Korea still has, the priest says, many children who are being adopted by foreigners, especially handicapped children; a fact he would like to see changed. Furthermore, many who adopt in Korea are childless couples that want to continue their family line and often do not want this known. In order to assure that the adoption remains hidden from public notice, some even drop all contact with the organization that enabled the adoption. The adoption agency considers this a serious problem. There can be occasions when the adopted child is not in a loving home and not treated well but being used. Oversight by the adoption agency then becomes impossible.
The writer explains that the adoption is not welfare work that gives foster parents a child. Adoption is giving a child who doesn't have its natural parents a substitute home that will take care of the child's subsistence, be protective of the child, take care of emotional and material needs; the child becomes what is important. It is not to fill the needs of the adopting parents but the needs of the child.
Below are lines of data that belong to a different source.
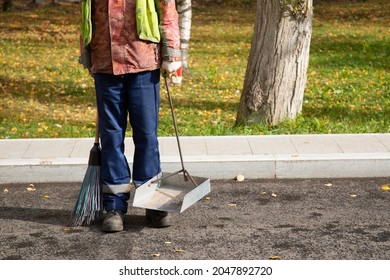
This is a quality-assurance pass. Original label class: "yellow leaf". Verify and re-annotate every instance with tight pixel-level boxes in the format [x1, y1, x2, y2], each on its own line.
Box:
[27, 187, 36, 192]
[164, 241, 172, 244]
[324, 183, 333, 187]
[381, 184, 390, 191]
[174, 249, 185, 253]
[63, 227, 72, 232]
[205, 196, 211, 200]
[3, 188, 9, 193]
[152, 253, 161, 257]
[269, 256, 282, 260]
[261, 191, 267, 195]
[228, 203, 237, 207]
[349, 194, 357, 198]
[271, 193, 277, 198]
[43, 195, 49, 199]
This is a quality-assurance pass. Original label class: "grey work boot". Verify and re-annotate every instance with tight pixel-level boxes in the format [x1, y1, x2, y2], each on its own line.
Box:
[102, 210, 124, 233]
[145, 209, 173, 228]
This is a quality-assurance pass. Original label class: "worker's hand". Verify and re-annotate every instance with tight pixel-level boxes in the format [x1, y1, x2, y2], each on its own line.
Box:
[162, 61, 182, 84]
[161, 61, 181, 73]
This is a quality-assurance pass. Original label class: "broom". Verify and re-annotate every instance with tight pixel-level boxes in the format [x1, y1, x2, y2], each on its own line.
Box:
[69, 116, 102, 226]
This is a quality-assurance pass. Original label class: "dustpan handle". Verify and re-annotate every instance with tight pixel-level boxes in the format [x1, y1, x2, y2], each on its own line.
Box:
[163, 74, 186, 172]
[161, 73, 198, 188]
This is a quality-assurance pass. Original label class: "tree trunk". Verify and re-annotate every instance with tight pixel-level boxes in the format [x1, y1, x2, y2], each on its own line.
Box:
[3, 0, 13, 12]
[236, 0, 313, 125]
[175, 0, 192, 71]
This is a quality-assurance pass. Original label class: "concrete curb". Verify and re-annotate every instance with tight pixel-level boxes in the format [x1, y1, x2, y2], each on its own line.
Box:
[1, 134, 390, 183]
[1, 152, 390, 184]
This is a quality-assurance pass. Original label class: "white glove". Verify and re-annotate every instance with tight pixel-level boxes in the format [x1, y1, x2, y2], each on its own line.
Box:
[161, 61, 182, 73]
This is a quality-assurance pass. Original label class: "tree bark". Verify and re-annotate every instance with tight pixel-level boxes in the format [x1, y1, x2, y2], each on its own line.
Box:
[236, 0, 313, 125]
[175, 0, 192, 71]
[3, 0, 13, 12]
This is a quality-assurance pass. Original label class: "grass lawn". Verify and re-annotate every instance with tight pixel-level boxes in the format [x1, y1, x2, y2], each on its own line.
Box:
[0, 0, 389, 138]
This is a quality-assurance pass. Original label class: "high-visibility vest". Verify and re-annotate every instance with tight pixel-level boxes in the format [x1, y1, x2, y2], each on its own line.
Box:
[81, 0, 161, 46]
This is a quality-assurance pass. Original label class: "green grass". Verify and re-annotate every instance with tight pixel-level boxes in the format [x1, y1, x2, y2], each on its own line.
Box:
[0, 0, 389, 138]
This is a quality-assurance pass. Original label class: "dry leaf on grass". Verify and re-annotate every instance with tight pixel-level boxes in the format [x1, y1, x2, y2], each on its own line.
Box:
[227, 203, 237, 207]
[271, 193, 278, 198]
[324, 183, 333, 187]
[349, 194, 357, 198]
[269, 256, 282, 260]
[152, 253, 161, 257]
[204, 196, 211, 200]
[43, 195, 49, 199]
[3, 188, 9, 193]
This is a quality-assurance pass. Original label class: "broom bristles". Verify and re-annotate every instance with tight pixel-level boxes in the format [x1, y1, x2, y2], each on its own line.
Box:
[70, 165, 102, 226]
[69, 144, 102, 227]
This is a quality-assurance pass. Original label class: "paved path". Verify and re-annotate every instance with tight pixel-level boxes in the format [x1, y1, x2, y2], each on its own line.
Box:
[1, 134, 390, 183]
[1, 178, 389, 260]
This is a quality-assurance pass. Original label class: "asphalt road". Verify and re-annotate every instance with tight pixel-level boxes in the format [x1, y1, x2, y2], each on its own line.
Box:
[0, 177, 389, 260]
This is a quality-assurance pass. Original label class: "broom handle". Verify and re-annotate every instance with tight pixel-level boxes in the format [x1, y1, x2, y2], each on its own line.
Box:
[94, 111, 100, 144]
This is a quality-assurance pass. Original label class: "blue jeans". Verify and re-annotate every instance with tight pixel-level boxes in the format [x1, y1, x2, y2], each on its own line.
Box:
[94, 70, 161, 213]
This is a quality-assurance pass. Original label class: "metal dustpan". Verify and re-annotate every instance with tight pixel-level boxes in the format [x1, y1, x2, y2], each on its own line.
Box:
[133, 172, 210, 212]
[133, 75, 211, 213]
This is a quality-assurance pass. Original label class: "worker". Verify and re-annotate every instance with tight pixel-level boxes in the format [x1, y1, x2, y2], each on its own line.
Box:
[79, 0, 182, 232]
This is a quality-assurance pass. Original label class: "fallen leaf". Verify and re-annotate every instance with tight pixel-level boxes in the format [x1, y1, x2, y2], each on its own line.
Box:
[269, 256, 282, 260]
[261, 191, 267, 195]
[43, 195, 49, 199]
[27, 183, 36, 191]
[236, 174, 245, 182]
[381, 184, 390, 191]
[174, 249, 185, 253]
[324, 183, 333, 187]
[164, 241, 172, 244]
[3, 188, 9, 193]
[205, 196, 211, 200]
[228, 203, 237, 207]
[63, 227, 72, 232]
[152, 253, 161, 257]
[349, 194, 357, 198]
[271, 193, 277, 198]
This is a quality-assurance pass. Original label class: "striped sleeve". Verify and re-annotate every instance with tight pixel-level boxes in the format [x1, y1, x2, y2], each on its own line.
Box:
[157, 0, 181, 62]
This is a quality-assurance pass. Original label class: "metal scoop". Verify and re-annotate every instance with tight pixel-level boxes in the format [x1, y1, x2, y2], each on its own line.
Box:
[132, 74, 211, 213]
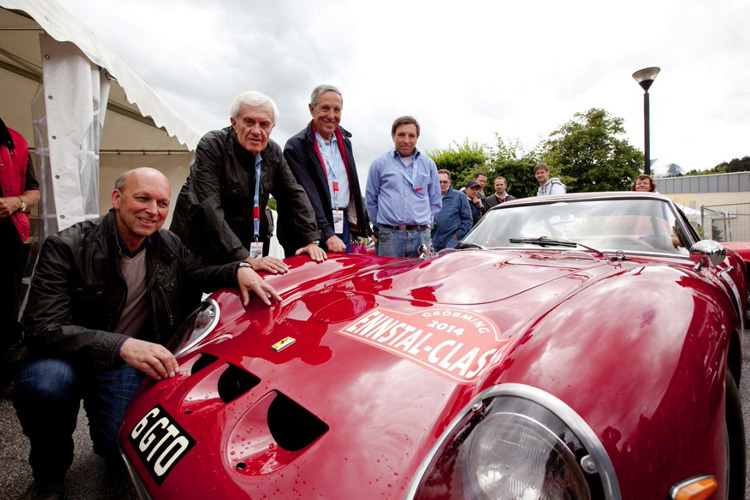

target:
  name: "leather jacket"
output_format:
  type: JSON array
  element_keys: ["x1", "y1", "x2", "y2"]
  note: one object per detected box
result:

The priest goes on to thank those who have adopted Koreans who have a different skin color, and all the more thankful to those who have adopted the disadvantaged in body or mind. However, he feels that, all else being equal, they would have an advantage being adopted by Koreans and especially by loving congenial families with growing children, which would help the adopted child to adapt more easily to the new environment.
There are many conditions that are required before considering adoption, such as the economic condition of the adopting family. But even more important would be their mental and spiritual preparation--those who know the value of life and want nothing in return for their love, regarding it as a mission and sacrifice. Adopting is not an easy task and the priest mentions with pride that Christians who have adopted both Protestants and Catholics number about 40 percent.
He finishes the article by proposing to those who are sorry for having an abortion that it might be a good thing to adopt a child. Society as it gets more tied up with the material, and as sexual mores become more permissive, will probably lead to more unmarried mothers giving birth, more abortions, more children discarded because of money problems. The need for more adoptions will surely follow.